I watched him, expecting more, but apparently he felt what he'd said should suffice. He used the knife to mound the onions, then walked the blade through the pile, mincing them. He crossed to the stove. I waited as he tilted the skillet, watching a hunk of melting butter circle lazily. He tossed in the onions and peppers. Finally, he spoke up again. "How you know Jimmy Tate? I saw his picture in the papers. He's a cop," he said, rendering the word with venom.
"An ex-cop. From grade school. We were kids together in Santa Teresa a long time ago."
"He's a snitch."
"That's bullshit. L.A. County Sheriff's Department just fired the guy and he turned around and sued. They're not going to hire him to do anything!"
Luis turned, pointing at me with the knife. "Let me tell you something. Tale's got no business with us. He shows up and I smell a snitch. Don't tell me bullshit. I know what I'm talking about."

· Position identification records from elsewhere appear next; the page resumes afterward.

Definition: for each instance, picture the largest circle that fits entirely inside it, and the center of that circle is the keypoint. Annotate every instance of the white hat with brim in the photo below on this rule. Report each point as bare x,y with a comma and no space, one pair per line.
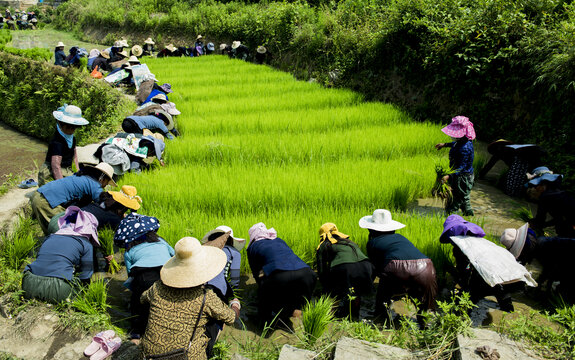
86,154
70,114
380,221
514,239
193,264
108,170
238,243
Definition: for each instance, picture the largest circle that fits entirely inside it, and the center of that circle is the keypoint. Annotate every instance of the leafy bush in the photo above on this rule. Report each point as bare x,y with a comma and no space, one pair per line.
30,90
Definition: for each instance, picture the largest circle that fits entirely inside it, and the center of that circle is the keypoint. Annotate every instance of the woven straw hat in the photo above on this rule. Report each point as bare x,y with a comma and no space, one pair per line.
380,221
193,264
127,197
137,50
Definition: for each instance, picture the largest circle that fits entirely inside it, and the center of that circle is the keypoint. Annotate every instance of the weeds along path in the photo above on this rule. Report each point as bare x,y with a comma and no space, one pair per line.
257,145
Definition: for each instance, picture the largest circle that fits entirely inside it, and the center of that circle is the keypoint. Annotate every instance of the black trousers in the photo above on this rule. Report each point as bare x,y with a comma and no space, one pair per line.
285,291
144,278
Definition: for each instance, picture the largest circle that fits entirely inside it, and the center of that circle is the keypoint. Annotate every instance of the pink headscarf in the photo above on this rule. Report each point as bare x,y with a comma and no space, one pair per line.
86,224
260,231
460,126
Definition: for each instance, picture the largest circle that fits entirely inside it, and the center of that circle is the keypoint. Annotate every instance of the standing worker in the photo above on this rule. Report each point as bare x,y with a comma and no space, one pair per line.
461,160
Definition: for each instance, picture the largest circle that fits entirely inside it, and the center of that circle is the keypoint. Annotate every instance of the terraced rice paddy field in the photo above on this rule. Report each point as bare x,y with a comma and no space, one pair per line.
258,145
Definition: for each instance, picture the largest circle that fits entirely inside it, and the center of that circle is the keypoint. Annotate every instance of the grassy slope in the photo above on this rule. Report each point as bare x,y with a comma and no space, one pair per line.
258,145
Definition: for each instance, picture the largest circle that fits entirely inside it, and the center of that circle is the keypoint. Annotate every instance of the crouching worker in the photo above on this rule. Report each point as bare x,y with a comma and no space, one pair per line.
51,277
146,253
401,267
228,281
54,197
554,254
344,270
284,280
180,306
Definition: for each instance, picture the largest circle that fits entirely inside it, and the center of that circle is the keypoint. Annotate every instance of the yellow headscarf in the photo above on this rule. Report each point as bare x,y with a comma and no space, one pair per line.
326,232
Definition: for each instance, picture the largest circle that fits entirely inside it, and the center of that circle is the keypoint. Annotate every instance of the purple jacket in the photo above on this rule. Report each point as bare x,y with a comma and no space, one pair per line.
455,225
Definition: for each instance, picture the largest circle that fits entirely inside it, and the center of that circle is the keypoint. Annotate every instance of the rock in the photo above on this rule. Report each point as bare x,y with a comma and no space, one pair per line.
292,353
351,349
508,349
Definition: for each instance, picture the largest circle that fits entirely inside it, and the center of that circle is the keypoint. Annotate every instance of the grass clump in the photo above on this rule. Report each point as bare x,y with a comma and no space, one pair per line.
316,316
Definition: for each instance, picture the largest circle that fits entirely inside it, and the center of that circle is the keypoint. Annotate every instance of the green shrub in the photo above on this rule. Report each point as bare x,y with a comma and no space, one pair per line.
30,90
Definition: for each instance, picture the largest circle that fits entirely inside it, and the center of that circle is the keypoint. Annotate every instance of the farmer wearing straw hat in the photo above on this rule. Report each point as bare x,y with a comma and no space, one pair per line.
180,306
400,266
344,271
60,55
57,195
228,281
554,254
62,147
148,48
54,275
145,254
559,205
461,160
110,208
239,51
284,280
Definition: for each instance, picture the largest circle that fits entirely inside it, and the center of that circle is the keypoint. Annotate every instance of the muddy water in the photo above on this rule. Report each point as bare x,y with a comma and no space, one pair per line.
20,154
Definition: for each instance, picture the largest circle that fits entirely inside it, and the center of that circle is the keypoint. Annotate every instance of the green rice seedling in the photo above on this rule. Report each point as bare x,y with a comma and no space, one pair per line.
17,246
316,316
106,238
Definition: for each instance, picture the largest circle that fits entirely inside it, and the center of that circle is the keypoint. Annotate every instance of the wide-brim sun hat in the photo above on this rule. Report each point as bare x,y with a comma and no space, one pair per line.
134,60
380,221
137,50
127,196
107,170
514,239
70,114
85,154
238,243
193,264
460,126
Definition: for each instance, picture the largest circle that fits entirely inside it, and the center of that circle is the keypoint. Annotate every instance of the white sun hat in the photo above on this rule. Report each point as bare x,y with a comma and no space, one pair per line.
70,114
380,221
193,264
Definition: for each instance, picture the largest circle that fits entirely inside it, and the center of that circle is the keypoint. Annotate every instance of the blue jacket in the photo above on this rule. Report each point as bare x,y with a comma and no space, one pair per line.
59,255
271,255
70,188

I could feel myself hesitate, backing up a step. The idea of Tate undercover had crossed my mind, too. In the interview with Dolan and Santos, I'd asked twice if they had a man in and both times they'd been nonresponsive. Tate's suit against the department and his Tuesday night arrest might be part of his cover. If Luis was suspicious, then Raymond would be, too, and every move Tate made would be subject to scrutiny. "What's Raymond say?"
"He's checking out a source."
"Well, that's good," I said. "Then he can find out for sure, right?" My heart did a rat-a-tat-tat from fear. The possibility of a department leak was already a source of concern. If word trickled out about me, I was dead.

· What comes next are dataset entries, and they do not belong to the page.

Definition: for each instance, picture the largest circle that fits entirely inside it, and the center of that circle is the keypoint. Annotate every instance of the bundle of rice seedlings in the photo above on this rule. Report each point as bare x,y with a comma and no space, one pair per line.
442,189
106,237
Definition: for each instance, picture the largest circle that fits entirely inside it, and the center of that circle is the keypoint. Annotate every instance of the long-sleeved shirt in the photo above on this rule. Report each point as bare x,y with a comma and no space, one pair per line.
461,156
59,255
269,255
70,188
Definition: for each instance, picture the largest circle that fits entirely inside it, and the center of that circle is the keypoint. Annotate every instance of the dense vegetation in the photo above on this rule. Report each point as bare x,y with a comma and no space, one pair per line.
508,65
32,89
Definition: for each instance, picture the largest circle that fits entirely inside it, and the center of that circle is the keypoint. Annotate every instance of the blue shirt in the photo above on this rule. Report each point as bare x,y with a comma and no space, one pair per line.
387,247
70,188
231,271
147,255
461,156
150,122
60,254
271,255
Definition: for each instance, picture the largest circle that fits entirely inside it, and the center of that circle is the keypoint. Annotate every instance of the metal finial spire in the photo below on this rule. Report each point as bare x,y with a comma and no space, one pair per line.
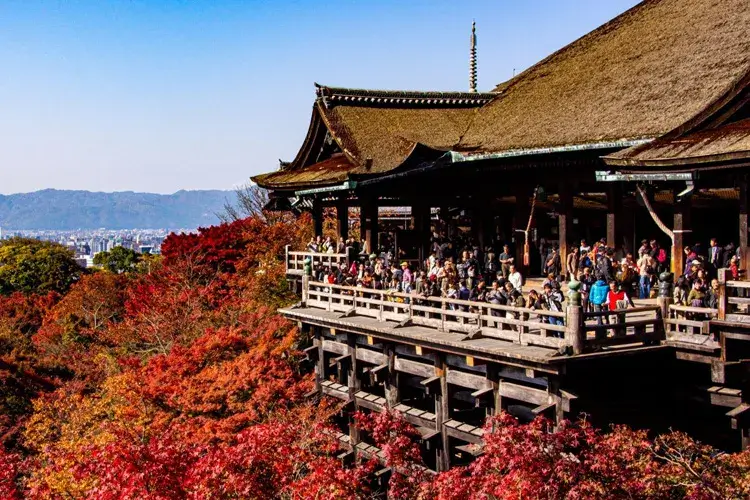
473,59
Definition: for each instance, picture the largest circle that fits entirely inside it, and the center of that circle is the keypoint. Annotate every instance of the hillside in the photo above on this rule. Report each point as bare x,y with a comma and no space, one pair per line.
56,209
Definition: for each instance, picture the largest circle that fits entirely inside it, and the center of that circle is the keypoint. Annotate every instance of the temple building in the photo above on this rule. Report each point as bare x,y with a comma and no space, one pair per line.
643,122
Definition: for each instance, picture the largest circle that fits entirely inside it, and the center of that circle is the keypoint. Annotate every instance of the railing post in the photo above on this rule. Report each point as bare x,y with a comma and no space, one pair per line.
722,298
575,334
305,288
664,300
443,308
351,256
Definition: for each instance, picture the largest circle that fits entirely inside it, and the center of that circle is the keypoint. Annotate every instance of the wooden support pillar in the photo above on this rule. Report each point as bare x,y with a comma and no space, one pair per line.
555,397
520,221
681,228
743,228
391,384
353,384
421,220
342,218
370,225
565,222
317,213
484,217
320,365
493,376
442,413
721,302
615,217
575,334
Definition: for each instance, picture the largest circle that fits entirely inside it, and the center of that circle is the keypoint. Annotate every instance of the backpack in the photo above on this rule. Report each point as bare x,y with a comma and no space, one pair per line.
662,257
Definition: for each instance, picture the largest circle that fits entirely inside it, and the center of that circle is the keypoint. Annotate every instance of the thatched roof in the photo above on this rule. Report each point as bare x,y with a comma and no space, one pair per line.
659,66
725,143
374,131
333,170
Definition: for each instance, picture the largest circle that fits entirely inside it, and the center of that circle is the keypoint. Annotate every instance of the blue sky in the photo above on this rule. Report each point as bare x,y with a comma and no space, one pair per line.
158,95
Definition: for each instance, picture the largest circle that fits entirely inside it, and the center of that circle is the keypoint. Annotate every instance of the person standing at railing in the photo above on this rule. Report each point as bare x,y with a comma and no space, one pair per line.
597,299
554,300
734,269
495,296
587,281
646,269
463,293
515,278
617,301
407,278
711,299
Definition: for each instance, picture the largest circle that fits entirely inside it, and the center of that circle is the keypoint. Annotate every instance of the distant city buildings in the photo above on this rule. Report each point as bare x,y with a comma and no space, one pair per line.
86,243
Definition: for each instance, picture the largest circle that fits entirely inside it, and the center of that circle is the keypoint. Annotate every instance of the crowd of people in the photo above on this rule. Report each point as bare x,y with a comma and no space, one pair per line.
457,268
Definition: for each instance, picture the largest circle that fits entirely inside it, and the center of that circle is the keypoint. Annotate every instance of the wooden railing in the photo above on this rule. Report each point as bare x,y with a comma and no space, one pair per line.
689,324
295,261
623,326
514,324
733,299
480,319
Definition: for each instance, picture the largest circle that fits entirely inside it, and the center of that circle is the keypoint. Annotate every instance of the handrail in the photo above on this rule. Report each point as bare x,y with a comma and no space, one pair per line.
472,318
441,300
316,254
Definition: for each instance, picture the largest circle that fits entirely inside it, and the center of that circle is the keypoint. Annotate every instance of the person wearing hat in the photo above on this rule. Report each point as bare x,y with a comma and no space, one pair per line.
644,249
734,268
406,278
646,269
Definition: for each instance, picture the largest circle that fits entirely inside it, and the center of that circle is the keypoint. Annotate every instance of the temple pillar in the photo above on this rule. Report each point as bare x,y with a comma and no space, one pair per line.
353,384
680,227
743,243
421,221
520,221
342,218
370,224
565,222
614,217
442,413
485,220
317,214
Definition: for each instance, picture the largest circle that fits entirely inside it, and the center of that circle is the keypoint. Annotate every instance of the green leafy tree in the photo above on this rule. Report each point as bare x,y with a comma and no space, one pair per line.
33,266
118,260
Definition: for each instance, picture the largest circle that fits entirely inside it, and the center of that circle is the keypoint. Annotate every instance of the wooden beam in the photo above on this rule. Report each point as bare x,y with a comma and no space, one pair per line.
312,353
442,413
743,225
523,193
317,215
379,374
614,216
681,225
333,346
565,223
414,367
485,398
353,383
342,217
432,385
468,380
391,384
370,356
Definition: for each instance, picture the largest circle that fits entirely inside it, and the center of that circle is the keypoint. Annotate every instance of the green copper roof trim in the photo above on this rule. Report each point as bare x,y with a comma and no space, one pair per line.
346,186
605,176
459,157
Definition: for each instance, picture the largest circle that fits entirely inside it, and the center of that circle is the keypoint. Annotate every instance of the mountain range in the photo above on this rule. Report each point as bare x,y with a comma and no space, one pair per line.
55,209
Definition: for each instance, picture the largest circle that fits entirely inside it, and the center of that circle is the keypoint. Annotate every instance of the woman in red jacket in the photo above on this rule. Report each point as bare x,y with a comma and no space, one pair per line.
618,300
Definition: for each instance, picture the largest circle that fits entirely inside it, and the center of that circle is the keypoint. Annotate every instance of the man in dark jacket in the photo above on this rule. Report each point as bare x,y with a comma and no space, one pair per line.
597,298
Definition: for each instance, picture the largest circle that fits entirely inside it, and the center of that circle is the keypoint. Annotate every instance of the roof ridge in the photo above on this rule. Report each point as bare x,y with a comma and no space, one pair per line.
348,96
503,87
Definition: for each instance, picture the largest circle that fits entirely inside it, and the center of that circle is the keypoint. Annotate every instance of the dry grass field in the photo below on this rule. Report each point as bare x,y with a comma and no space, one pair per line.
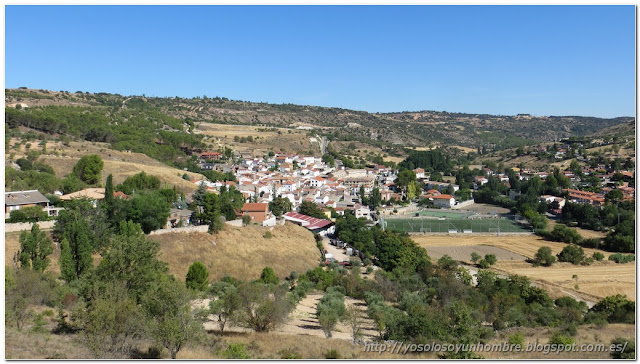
121,164
596,281
599,280
240,252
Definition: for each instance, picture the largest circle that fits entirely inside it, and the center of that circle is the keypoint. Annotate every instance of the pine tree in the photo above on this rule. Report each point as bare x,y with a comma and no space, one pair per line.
78,259
108,197
67,266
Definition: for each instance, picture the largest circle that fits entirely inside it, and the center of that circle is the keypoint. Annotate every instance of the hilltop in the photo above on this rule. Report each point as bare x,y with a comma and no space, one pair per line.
182,122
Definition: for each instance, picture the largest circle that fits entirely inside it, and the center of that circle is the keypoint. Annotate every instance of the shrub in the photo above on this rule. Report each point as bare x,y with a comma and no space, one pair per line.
623,348
516,339
197,277
268,276
289,354
559,339
236,351
491,259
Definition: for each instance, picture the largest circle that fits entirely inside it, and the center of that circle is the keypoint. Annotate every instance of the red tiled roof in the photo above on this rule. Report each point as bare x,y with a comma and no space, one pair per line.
308,222
252,207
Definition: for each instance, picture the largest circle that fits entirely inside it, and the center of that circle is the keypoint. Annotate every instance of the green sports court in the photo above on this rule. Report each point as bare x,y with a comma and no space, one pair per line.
417,225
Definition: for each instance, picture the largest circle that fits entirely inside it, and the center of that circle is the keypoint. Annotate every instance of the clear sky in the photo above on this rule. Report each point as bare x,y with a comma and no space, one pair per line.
542,60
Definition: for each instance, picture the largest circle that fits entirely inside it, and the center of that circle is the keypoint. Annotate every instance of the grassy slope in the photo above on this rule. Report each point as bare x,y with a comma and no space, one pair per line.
240,252
121,164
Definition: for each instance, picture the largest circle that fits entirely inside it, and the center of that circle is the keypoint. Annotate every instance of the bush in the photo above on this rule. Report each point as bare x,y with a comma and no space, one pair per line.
197,277
623,348
289,354
268,276
544,257
236,351
572,254
516,339
559,339
491,259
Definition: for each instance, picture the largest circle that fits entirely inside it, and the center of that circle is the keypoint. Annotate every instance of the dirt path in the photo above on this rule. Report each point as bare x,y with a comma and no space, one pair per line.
303,321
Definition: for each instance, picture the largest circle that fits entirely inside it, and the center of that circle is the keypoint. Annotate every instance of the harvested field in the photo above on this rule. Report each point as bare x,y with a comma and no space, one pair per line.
463,252
598,280
426,225
526,245
240,252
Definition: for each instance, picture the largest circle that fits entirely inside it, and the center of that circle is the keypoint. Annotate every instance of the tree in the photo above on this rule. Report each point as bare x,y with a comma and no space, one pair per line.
311,209
197,277
406,178
211,213
76,250
268,276
614,196
112,323
139,182
263,306
475,257
149,209
35,247
330,310
89,169
623,348
71,183
167,305
490,258
279,206
572,254
544,257
130,258
375,200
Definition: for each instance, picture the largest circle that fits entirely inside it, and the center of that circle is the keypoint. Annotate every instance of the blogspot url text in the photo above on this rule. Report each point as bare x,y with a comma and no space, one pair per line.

Luis retreated again. He sliced into the skin of a Mexican sausage and squeezed out the meat in a gesture surprisingly ominous. Soon I could smell the chorizo sizzling away with the onions and peppers. Luis broke eight eggs into a bowl with one hand, then whipped them into a froth with a fork.

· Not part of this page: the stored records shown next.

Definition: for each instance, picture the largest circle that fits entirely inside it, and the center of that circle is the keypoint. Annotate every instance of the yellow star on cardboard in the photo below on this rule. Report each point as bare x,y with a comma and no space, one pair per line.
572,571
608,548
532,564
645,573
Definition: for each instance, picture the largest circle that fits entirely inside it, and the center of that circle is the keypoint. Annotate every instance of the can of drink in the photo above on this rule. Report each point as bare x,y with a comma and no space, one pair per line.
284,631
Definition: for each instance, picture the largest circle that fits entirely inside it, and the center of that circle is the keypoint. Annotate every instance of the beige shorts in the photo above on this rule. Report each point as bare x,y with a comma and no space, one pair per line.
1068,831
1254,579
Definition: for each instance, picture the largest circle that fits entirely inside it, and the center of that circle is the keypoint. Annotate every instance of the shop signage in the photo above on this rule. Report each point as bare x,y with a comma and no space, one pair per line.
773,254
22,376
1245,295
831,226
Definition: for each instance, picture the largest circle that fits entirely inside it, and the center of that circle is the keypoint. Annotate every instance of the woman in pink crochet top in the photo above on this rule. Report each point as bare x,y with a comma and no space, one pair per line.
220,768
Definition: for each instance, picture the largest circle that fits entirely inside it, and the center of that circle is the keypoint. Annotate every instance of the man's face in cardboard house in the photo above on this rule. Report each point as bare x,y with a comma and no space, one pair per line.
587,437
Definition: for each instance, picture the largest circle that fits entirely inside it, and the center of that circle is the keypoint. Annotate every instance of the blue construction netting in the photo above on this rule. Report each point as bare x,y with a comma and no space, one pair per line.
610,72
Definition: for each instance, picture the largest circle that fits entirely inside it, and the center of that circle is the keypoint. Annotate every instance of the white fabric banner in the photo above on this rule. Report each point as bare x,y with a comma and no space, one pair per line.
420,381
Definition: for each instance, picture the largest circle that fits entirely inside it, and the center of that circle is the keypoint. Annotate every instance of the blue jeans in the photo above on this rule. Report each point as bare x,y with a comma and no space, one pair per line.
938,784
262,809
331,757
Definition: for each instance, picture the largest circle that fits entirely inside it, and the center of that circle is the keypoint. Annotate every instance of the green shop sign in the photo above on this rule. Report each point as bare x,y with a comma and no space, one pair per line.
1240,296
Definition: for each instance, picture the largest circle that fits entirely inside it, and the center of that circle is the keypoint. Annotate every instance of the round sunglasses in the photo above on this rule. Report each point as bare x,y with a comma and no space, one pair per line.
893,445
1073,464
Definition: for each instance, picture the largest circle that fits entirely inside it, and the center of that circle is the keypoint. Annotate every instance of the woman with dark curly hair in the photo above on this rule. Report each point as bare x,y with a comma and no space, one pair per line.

I didn't want to defend Jimmy Tate too vigorously because it might backfire. Somebody might begin to wonder what made me such an expert. Best not to protest too much when you're tampering with the truth. Besides, Tate's cover had to be deep – if, indeed, that's what was happening. Dolan and Santos were both aware of the need for secrecy. I let the subject drop. I had thought to probe for information about the fraud ring. Now, I decided to bypass the quiz. All I needed was Luis turning his steely gaze on me.
We ate the omelet in silence. I'm forced to report it was one of the best I've ever eaten. The few bites I couldn't finish, I put down for the dog. Perro snapped the eggs up in one bite with a jerk of his head that propelled food down his throat. After breakfast, Luis scrubbed the skillet. My job was to fold the plates and throw them in the trash.
"What's the program for the day?"
"I take you to the chiropractor as soon as Raymond gets back."
"How come we have to wait? Can't we do anything on our own?"
Luis said nothing. I decided it wasn't wise to press. Raymond didn't seem to trust him much more than he trusted me.
At noon Raymond and Bibianna returned to the apartment. Her face
was haggard, the look she turned on me full of dread. She was signaling something, but I wasn't sure what. In contrast, Raymond's mood seemed expansive, though I noticed the twinkle of a tic in his blinking. Bibianna took her jacket off and tossed it on the couch. There was a Band-Aid across the crook of her right arm. Raymond grabbed her from behind in a bear hug, an odd hostility disguised as affection.
He caught my look, which had touched on the Band-Aid and glanced off. "She had a blood test. We're getting married as soon as the license comes through. Three days max."
"Congratulations," I said weakly. "Really, that's great."
Luis extended his hand. He and Raymond went through some complicated series of palm slaps and grips, signifying great gang joy at the nuptials of another. Bibianna's happiness was so overwhelming that she had to leave the room, a reaction not lost on the ever-vigilant Raymond. I could see the tic pick up, his mouth coming open, his neck jerking back. Luis broke out a couple of beers, ostensibly to celebrate. My guess was he hoped to head off one of Raymond's attacks. "Get her out here. Luis is going to get us some champagne. We'll drink a toast."